Editor’s note: This market commentary is provided by the Dairy Division at FCStone/Downes-O'Neill in Chicago, Ill.
The Class III market traded just over 1,200 contracts in a mixed fashion Thursday. The trade accepted the Cold Storage report as “bullish leaning,” but it was likely a 1.5-cent move higher in blocks, combined with stronger dry whey futures, that helped buoy nearby futures. Still, significant buy side activity was somewhat in short supply as Q4 contracts continue to trade nearly $1.50/cwt better than current spot pricing. 2012 contracts are willing to carry a significant premium to spot, but unwilling to make fresh highs unless more substantive bullish news flows into the market. Such a scenario could potentially spur a downward price correction for Class III futures in the very short-term.

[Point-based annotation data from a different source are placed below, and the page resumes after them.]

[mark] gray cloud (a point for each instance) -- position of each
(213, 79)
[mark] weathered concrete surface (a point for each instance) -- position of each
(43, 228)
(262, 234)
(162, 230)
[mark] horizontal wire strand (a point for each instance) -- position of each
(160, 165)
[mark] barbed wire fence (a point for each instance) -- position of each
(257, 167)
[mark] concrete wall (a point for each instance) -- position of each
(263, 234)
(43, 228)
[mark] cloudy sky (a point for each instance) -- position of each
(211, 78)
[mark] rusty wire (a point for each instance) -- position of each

While the nearby contracts finished firm, 2013 contracts may have started a corrective period Thursday. Price advancements and trading volumes for next year have dwindled over the past several sessions. There may be several reasons for this, including weaker grain prices since Tuesday having played a role in cooling end-user buying down. The important aspect is, however, that buyer sentiment is noticeably less worried Thursday than at the beginning of the week.
Producers continue to size up potential profit margins and wrap up sales for Q4, while looking ahead to next year’s opportunities. While option activity for 2013 was rather light Thursday, producers are currently looking at some favorable min/max strategies for the first half of the year. The $17.50 puts (floor) traded against the $21.00 calls (ceiling) at even money yesterday.
For the week ending August 11, dairy cow slaughter under federal inspection was up 7.7 percent, at 57,300 head, compared with the same period the previous year. Year-to-date slaughter levels are 4.9 percent higher than 2011 levels, with 1,857,600 head slaughtered.
Corn futures spent Thursday on an uneventful slide of around 20 cents/bushel in September and December. Soybeans and wheat also finished the day lower, but it appeared corn was the leader of weakness yesterday. The big Friday corn reversal from two-weeks ago still looms as the major resistance to the corn market. It took a huge dose of positive USDA news to get to that peak. It will take a lot of bullish emotions to get through that top. And with weather behind us, quiet demand news in front of us, traders are left drinking from a trough of lackluster Crop Tour results that are, in some instances, actually slightly better that the USDA had predicted. All this spells a price correction ― one that ought to continue today.